Even so, Little’s lifestyle took its toll in 2004 when, at a charity football match in Belfast after another heavy night of boozing, he collapsed on the pitch and had a fit. “I was hungover and so I overhydrated before the match,” he says. “My brain cells suddenly went wooosh, I had a massive fit in front of 10,000 people, and then woke up in an ambulance.”
Little was not unduly troubled by the fit. His sense of perspective, it seems, is grounded in something larger than that. When he was 9, for instance, his older sister Ceridwen fell to her death during a family holiday in Cornwall. It was a life-changer, and yet not. “It taught me that shit happens, and that you have to get on with life,” he says. “I know it sounds ridiculous. It was my sister, and it was horrendous. But we have all been through shit. Welcome to the human experience! Now get on with it!”
At the moment, thankfully, it all seems to be good shit for Little. He’s single, he drives an Aston Martin, and he’s just finished shooting a musical biopic, Telstar, opposite Kevin Spacey, about the life of the doomed record producer Joe Meek. The movie features Little as a young Chas Hodges, half of the bearded cockney double-act Chas’n’Dave.

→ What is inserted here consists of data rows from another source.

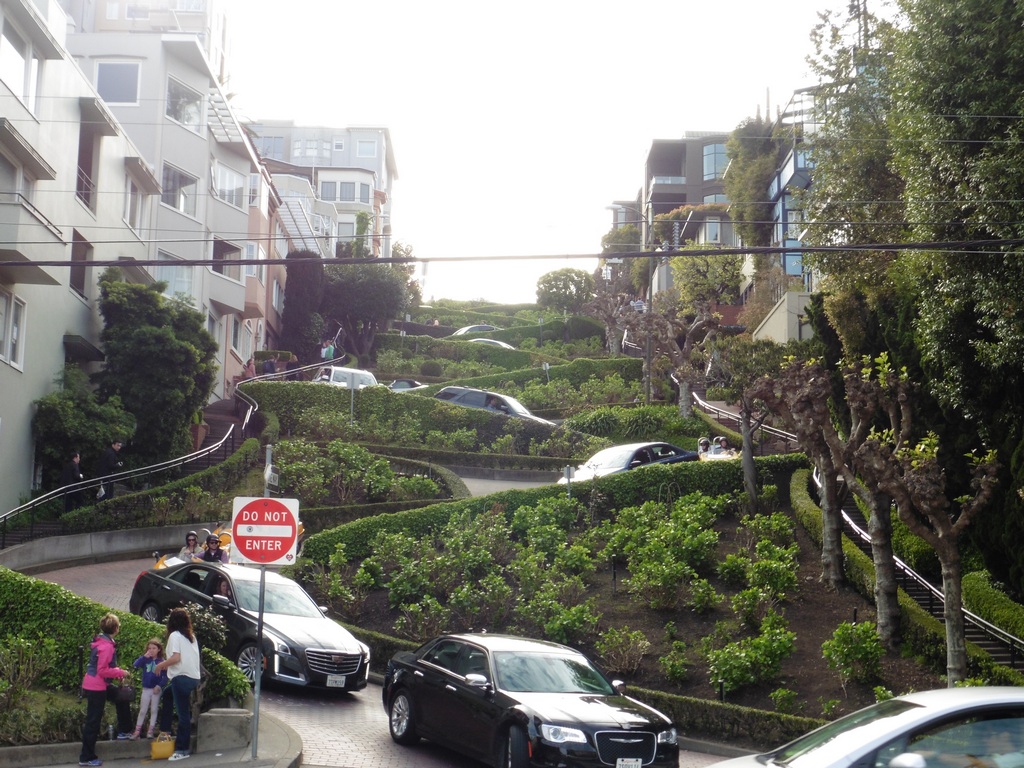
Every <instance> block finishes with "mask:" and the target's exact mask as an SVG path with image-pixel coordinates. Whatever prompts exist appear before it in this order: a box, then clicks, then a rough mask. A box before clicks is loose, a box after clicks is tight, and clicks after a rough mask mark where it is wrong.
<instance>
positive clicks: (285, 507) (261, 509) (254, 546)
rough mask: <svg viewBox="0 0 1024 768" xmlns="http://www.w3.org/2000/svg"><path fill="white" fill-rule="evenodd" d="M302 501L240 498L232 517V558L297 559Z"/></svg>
mask: <svg viewBox="0 0 1024 768" xmlns="http://www.w3.org/2000/svg"><path fill="white" fill-rule="evenodd" d="M298 519H299V500H298V499H262V498H245V497H237V498H236V499H234V505H233V514H232V517H231V544H232V549H233V550H234V551H233V553H232V559H233V560H234V561H236V562H254V563H258V564H260V565H288V564H291V563H294V562H295V544H296V540H297V539H298V527H299V526H298Z"/></svg>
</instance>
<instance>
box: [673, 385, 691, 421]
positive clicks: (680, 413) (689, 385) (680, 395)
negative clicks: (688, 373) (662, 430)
mask: <svg viewBox="0 0 1024 768" xmlns="http://www.w3.org/2000/svg"><path fill="white" fill-rule="evenodd" d="M676 377H677V378H678V379H679V416H680V418H682V419H689V418H690V417H691V416H693V395H692V393H691V391H690V383H689V382H688V381H687V380H686V379H685V378H684V377H682V376H679V375H678V374H677V375H676Z"/></svg>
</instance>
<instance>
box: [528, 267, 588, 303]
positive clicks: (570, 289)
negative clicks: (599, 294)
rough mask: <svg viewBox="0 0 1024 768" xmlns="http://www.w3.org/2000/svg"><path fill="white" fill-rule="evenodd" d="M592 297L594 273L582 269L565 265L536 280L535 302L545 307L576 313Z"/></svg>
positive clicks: (541, 276)
mask: <svg viewBox="0 0 1024 768" xmlns="http://www.w3.org/2000/svg"><path fill="white" fill-rule="evenodd" d="M593 298H594V275H592V274H591V273H590V272H588V271H585V270H583V269H573V268H572V267H568V266H567V267H563V268H562V269H555V270H554V271H552V272H547V273H546V274H542V275H541V278H540V279H539V280H538V281H537V303H538V304H539V305H540V306H542V307H545V308H549V309H554V310H556V311H559V312H568V313H569V314H578V313H579V312H580V311H581V310H582V309H583V308H584V306H585V305H586V304H587V303H588V302H589V301H591V299H593Z"/></svg>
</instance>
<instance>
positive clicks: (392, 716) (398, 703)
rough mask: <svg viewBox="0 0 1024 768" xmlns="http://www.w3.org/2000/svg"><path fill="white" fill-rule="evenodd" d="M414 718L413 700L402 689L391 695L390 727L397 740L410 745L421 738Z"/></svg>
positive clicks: (387, 719)
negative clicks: (416, 731)
mask: <svg viewBox="0 0 1024 768" xmlns="http://www.w3.org/2000/svg"><path fill="white" fill-rule="evenodd" d="M413 718H414V715H413V700H412V699H411V698H410V697H409V694H408V693H406V691H403V690H400V691H398V692H397V693H395V694H394V696H392V697H391V706H390V707H388V718H387V723H388V729H389V730H390V731H391V738H393V739H394V740H395V742H397V743H399V744H404V745H407V746H408V745H409V744H415V743H416V742H417V741H419V740H420V736H419V734H418V733H417V732H416V722H415V720H414V719H413Z"/></svg>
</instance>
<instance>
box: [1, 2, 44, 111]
mask: <svg viewBox="0 0 1024 768" xmlns="http://www.w3.org/2000/svg"><path fill="white" fill-rule="evenodd" d="M0 23H2V24H3V31H2V32H0V82H4V83H6V84H7V87H8V88H10V89H11V91H13V93H14V95H15V96H17V97H18V98H19V99H20V100H22V102H23V103H24V104H25V105H26V106H28V108H29V111H30V112H32V113H33V114H35V112H36V98H37V96H38V88H39V71H40V69H41V61H40V58H39V56H38V55H37V54H36V53H35V52H34V51H33V49H32V44H31V43H30V42H29V40H28V39H27V38H25V37H23V36H22V35H20V34H19V33H18V31H17V30H16V29H14V26H13V25H11V24H10V22H9V20H8V19H6V18H2V17H0Z"/></svg>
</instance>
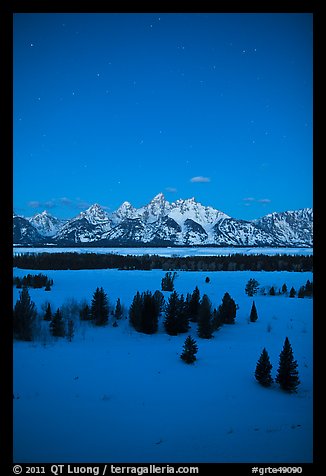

The film’s debut writer-director Nick Moran apparently had his doubts. “He said to me, [does flawless East End accent] ‘You do know you’ve got to be a f***ing cockney for this, don’t you?’ And I said, ‘Yeah, is that a problem?’ And he said, ‘Dunno, you f***ing tell me, you Northern mug.’”
In the meantime, while he’s completing Massive, a Shameless-type drama about an indie record label, for the BBC, and having finished his second co-written online novel, The Boy with a Thorn in his Side (about guys who get dumped), he has just enough time left to contemplate the limits of his starry Hollywood future. Beverly Hills mansion or Bafta award-winning role? “Can’t I have both?” he asks, dead serious, as if they’re about to be produced from under the table. “That’s the funny thing about that. They can go hand in hand.”
He double checks, as if he’s made a mistake. “Can’t they?”